In Iran, several cases of Christian pastors being imprisoned for church work have drawn international attention in the past two years. Last week, an Iranian-born U.S. citizen was pulled off a bus and thrown in jail for Christian church work he did there before he emigrated to the United States.
In 2010, the imprisonment of Pastor Yousef Nadarkhani drew international attention when he was sentenced to death by the Iranian Supreme Court for apostasy. Mr. Nadarkhani was acquitted and released this year amid international pressure, but not before the court charged him with the crime of evangelizing Muslims.
Dozens of Iranian Christians are imprisoned or killed each year, Mr.

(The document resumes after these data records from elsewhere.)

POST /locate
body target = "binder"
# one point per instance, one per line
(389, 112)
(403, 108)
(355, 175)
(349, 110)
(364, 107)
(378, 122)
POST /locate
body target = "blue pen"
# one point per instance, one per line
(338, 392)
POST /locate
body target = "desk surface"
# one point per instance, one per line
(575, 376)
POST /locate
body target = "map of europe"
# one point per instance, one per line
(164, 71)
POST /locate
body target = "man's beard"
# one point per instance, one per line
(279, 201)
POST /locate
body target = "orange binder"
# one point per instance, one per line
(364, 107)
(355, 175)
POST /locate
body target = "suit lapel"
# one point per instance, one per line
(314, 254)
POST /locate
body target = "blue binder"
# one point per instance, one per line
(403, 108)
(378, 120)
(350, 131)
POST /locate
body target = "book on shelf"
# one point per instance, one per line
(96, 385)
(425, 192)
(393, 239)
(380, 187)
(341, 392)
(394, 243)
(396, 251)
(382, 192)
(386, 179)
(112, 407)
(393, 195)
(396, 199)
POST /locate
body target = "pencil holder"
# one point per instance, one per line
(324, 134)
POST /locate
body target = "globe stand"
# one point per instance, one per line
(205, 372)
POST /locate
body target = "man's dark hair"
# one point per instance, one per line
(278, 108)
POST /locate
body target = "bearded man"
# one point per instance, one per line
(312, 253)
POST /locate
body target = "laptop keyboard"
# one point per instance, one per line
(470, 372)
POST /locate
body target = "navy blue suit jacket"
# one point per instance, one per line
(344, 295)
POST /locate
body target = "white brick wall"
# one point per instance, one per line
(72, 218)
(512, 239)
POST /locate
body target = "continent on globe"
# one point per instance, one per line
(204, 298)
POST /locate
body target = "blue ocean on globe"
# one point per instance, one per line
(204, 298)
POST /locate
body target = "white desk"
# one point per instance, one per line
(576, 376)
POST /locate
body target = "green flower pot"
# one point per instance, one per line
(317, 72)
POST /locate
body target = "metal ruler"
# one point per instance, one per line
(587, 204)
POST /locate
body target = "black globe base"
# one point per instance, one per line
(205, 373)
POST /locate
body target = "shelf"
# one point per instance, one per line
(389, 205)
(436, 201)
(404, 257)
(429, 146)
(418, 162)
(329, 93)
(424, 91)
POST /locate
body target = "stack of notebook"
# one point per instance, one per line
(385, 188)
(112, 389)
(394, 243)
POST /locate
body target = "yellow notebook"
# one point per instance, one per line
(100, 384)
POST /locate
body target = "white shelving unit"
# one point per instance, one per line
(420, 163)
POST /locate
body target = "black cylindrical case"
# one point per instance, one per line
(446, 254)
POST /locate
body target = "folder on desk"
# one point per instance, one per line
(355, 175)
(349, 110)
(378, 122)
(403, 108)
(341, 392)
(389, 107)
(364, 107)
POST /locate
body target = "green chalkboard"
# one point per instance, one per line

Shortt writes in his chapter on Iran. The tense relationship between Muslims and non-Muslims there has been called “religious apartheid.” Religious and ethnic minorities face imprisonment, state-sanctioned discrimination and even death. The hardline government of Iranian President Mahmoud Ahmadinejad has maintained a disregard for the freedom of ethnic and religious minorities, according to Mr. Shortt.
“The clerical establishment retains its grip through a terror network — torture, arbitrary detention, disappearance, summary trial, and frequent use of the death penalty,” Mr. Shortt writes. “The past few years have seen a renewed crackdown on non-Muslims, especially Bahai’s and converts to Christianity.”
Muslims are not the only group to persecute Christians, a point Mr. Shortt emphasizes in his book. Hindus, Buddhists and communists have unleashed similar campaigns against Christian minorities to diminish their political and cultural influence.
However, the intensity of the Islamist campaign against Christianity cannot be ignored. The political unrest in the Middle East will have a significant bearing on the fate of Christians in the region. The watching world optimistically hoped the Arab Spring would lead to democracy and greater freedom for all citizens, but those countries are systematically installing Islamist governments that do not bode well for individual liberty.
Religious liberty “is the canary in the mine for liberty more generally,” declares the publisher of “Christianophobia.” The fate of Christians reveals a great deal about the state of democracy and freedom in countries that have seen upheaval and uncertainty in the wake of the Arab Spring.
“If people are allowed to believe what they want, the implication of that is that their dignity is respected,” Mr. Shortt said. “By and large, countries that don’t allow freedom of belief tend not to allow other freedoms either.”
“Christianophobia” was published by Rider in the United Kingdom in November and will be released by Eerdmans Publishing in the U.S. this spring.
Michal Conger is a digital editor for Times247.